Beckham is prepared to invest a sizeable proportion of his estimated £135m net worth to turn the club around – literally. The royalist brown-noser consulted with the feng shui expert who rearranged the sofas in his Los Angeles home, and he told them that Pittodrie has very bad qi due to the gasworks that used to be next to the stadium. The expert told the sex-texting soccer star that if the ground could be turned sideways about thirty degrees, the club would end their mediocre run of home form and would be guaranteed at least two home wins over the Old Firm every season. Plus, it wouldn’t be as windy in the main stand. Plans have been drawn up for the partial rotation, and as a bonus for outgoing tightwad Milne, it is likely that his firm’s JCBs would be used for the project.
Beckham is a renowned family man and will need to be assured of his family’s welfare before making his move. “The C&A on Union Street was Victoria’s favourite boutique department store, though I think it shut down quite a few years ago,” said fellow former Spice Girl Emma Bunton. “But with Codona’s funfair on Beach Boulevard open in the summer, and swimming in the North Sea year-round, it’ll be just like Santa Monica for the family. I’m sure they’ll be fine.” Leeds-born Scary Spice, when reached for comment, said “Eckythump, that Beckham lad tha’. Eeebagum Eddie Murphy’s a piece of alright, int ‘e? Where’s me tripe?”
Genetic factors also played a part in the selection of the northern club as Beckham’s next vanity project. “Victoria knows there are no good-looking women in Aberdeen, so David won’t be tempted to muck around,” said the couple’s PR agent, who added that he didn’t muck around ever anyway, it was all just press speculation and they’ll sue anyone that says otherwise.

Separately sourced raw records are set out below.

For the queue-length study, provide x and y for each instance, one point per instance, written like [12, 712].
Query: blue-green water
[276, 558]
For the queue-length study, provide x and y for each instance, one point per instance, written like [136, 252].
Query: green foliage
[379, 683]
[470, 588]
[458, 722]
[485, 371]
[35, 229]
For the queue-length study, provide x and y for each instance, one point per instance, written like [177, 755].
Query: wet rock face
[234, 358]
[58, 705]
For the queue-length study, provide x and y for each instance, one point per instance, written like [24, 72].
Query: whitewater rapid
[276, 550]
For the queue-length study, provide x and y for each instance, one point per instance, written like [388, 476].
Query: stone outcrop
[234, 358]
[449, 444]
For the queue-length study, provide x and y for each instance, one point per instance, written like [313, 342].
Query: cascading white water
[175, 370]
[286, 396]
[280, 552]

Donald Trump had previously expressed interest in taking Aberdeen off Milne’s hands, to try to sweeten public opinion towards his environmentally destructive golf project at Menie Dunes. It is believed the blowhard septic abruptly changed his mind when he realised the blustery winds at Pittodrie would often waft his dreadful combover out of place, allowing thousands to see his horrific baldness at close range.
Current Dons chairman Stewart Milne used to be notorious for owning and wearing several obvious toupees. He ended his charade in 2000, claiming it was “time for a change.” Milne now rocks the bald look.
David Beckham has lovely hair and is not concerned with the follicular effects of Aberdeen’s icy northern winds. He is also said to look good in a parka.